L'antisèche : quatrième journée, Paris s’éveille
Par Jeremy Fadat via Midi Olympique

Le 25/09/2021 à 17:20Mis à jour Le 25/09/2021 à 17:48

TOP 14 - Larges vainqueurs de Castres ce samedi (34-10), malgré le carton rouge reçu par Paul Alo-Emile dès la 3e minute de jeu, les joueurs du Stade français sont enfin parvenus à se rassurer. Après trois défaites, c'est donc dans l'adversité qu'ils ont définitivement lancé leur saison.

Le match : Paris a su se resserrer

Le vrai enseignement de ce match, c’est que le Stade français a enfin lancé sa saison. Défaits lors des trois premières journées, les hommes de Gonzalo Quesada étaient clairement sous pression. Si bien que des questions se posaient déjà autour du staff en place. Ce samedi, face à un CO invaincu jusque-là, l’équipe de la capitale s’est vraiment rassurée. Non pas qu’elle ait spécialement livré un récital dans le jeu mais elle a effectué un match ultra sérieux dans des conditions qui n’étaient pourtant pas avantageuses.

Réduite à quatorze au bout de seulement trois minutes, elle est parvenue à prendre le score et à gérer son avance avec une maîtrise intéressante. Cohérents sur les fondamentaux, les Parisiens ont su bénéficier des quelques opportunités qui se présentaient à eux pour prendre le large, avec trois essais inscrits ou grâce à la botte de Joris Segonds. En face, les Castrais n’ont pas affiché leur fluidité habituelle, ni leur efficacité observée jusque-là sur leurs temps forts. Du coup, ils ne pouvaient pas espérer ramener de points de Jean-Bouin.

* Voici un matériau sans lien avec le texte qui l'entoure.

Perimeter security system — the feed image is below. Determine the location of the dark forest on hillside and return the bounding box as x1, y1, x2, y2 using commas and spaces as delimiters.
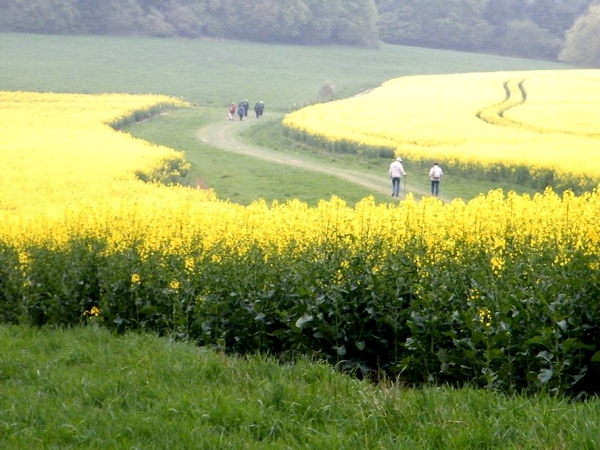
0, 0, 600, 67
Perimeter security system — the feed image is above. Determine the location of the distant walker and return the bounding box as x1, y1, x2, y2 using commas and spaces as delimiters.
429, 162, 444, 197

L’action : L’essai de pénalité pour le Stade français

A la 8e minute, le Stade français est certainement parvenu à renverser le cours d’une rencontre pourtant mal embarquée, après l’expulsion rapide de Paul Alo-Emile. Sur une action ambitieuse, qui a vu les Parisiens mettre de la vitesse et enchaîner les temps de jeu, les joueurs de la capitale sont arrivés à écarter le jeu, jusqu’à créer une situation de surnombre en bout de ligne. Sekou Macalou a alors décidé de jouer le deux contre un en fixant Ben Botica pour servir son ailier Telusa Veainu.

Mais l’ouvreur castrais touchait le ballon de la main et annihilait l’opportunité. Après visionnage des images, et même si cela se situait à l’entrée des vingt-deux mètres du CO, l’arbitre M. Ramos considérait que Botica était en position de dernier défenseur et accordait un essai de pénalité, assorti d’un carton jaune pour l’ancien Bordelais. 7-0 pour le Stade français, même réduit à quatorze. Voilà qui a libéré les hommes de Gonzalo Quesada.

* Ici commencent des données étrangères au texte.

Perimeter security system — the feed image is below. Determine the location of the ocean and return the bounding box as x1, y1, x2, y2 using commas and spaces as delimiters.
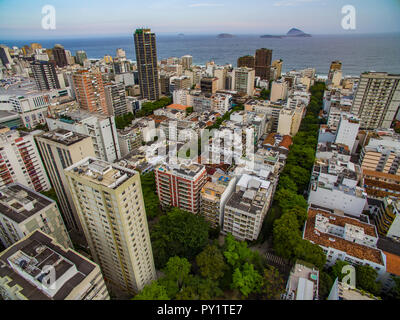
0, 34, 400, 76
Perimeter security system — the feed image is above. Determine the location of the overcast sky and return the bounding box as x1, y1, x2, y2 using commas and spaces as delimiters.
0, 0, 400, 40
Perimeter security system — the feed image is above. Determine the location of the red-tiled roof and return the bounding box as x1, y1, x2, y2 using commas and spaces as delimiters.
279, 135, 293, 149
383, 251, 400, 276
304, 208, 383, 265
167, 103, 190, 111
263, 133, 277, 146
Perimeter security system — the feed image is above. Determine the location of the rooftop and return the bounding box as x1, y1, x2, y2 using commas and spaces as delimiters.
304, 208, 384, 265
40, 129, 88, 146
0, 230, 96, 300
65, 157, 136, 189
0, 183, 55, 223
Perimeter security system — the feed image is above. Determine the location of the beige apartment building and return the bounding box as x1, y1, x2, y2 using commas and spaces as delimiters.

Le tournant : L’exclusion de Paul Alo-Emile a (paradoxalement) lancé Paris

Et si les Parisiens avaient finalement eu besoin d’un nouveau coup dur pour se lâcher définitivement ? C’est volontairement provocateur mais, franchement, il était permis d’avoir très peur pour eux après le carton rouge reçu par Paul Alo-Emile dès la 3e minute, pour un plaquage à l’épaule sur Baptiste Delaporte. Après trois défaites en autant de journées, et forcément une tension de plus en plus vive en interne, être privé d’un de ses meilleurs joueurs d’entrée, en tout cas l’un des plus réguliers, plongeait le Stade français encore plus dans l’adversité.

Néanmoins, les coéquipiers du capitaine Paul Gabrillagues ont réussi à passer outre cette infériorité numérique et à se resserrer pour faire front. Ce n’est pas la première fois, ces dernières saisons, qu’on voit une équipe s’en sortir après une expulsion. Preuve que cela peut aussi décupler les forces d’un groupe.

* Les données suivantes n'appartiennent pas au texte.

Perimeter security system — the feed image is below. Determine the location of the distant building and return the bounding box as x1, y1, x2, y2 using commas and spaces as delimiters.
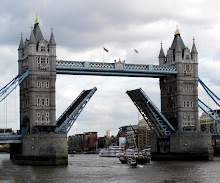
199, 109, 220, 133
68, 132, 98, 153
138, 118, 151, 149
106, 130, 112, 137
116, 126, 129, 145
68, 134, 84, 154
83, 132, 98, 151
119, 119, 151, 150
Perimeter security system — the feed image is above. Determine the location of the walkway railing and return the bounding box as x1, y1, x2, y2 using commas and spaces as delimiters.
56, 60, 178, 78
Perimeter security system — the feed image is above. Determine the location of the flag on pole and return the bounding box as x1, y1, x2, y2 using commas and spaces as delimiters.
103, 47, 108, 52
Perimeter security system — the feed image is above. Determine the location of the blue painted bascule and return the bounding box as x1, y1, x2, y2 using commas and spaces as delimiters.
126, 88, 176, 139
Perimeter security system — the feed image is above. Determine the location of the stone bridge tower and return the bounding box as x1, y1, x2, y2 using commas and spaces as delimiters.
18, 17, 56, 134
10, 17, 68, 165
159, 29, 200, 132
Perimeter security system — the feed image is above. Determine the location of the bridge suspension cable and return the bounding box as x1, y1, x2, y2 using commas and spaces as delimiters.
0, 70, 29, 102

Le joueur : Waisea, la pépite du centre

Depuis quelques mois, il fut souvent question du poste de trois-quarts centre dans l’effectif du Stade français. D’abord quand Gaël Fickou, cadre du XV de France, a quitté le club en cours de saison dernière pour rejoindre le grand rival du Racing 92. Ensuite quand le All Black Ngani Laumape a intégré les rangs parisiens cet été, signant là l’un des plus gros recrutements de l’intersaison en Top 14. N’empêche, derrière trois sorties plutôt décevantes, le Néo-Zélandais était remplaçant ce samedi après-midi.

Top 14 - Waisea Nayacalevu (Stade français)

Top 14 - Waisea Nayacalevu (Stade français)Icon Sport

Et, comme souvent, c’est Waisea Nayacalevu qui a pris ses responsabilités dans ce secteur de jeu. Il n’est pas forcément question de revenir sur la prestation d’ensemble du joueur mais bien sur son coup d’éclat qui a placé son équipe dans une situation bien plus confortable. À la 52e minute, il a ainsi déposé Botitu grâce à ses appuis de feu avant d’accélérer pour déchirer le rideau castrais. Il trouvait enfin Veainu en bout de ligne pour le deuxième essai parisien. Du grand art.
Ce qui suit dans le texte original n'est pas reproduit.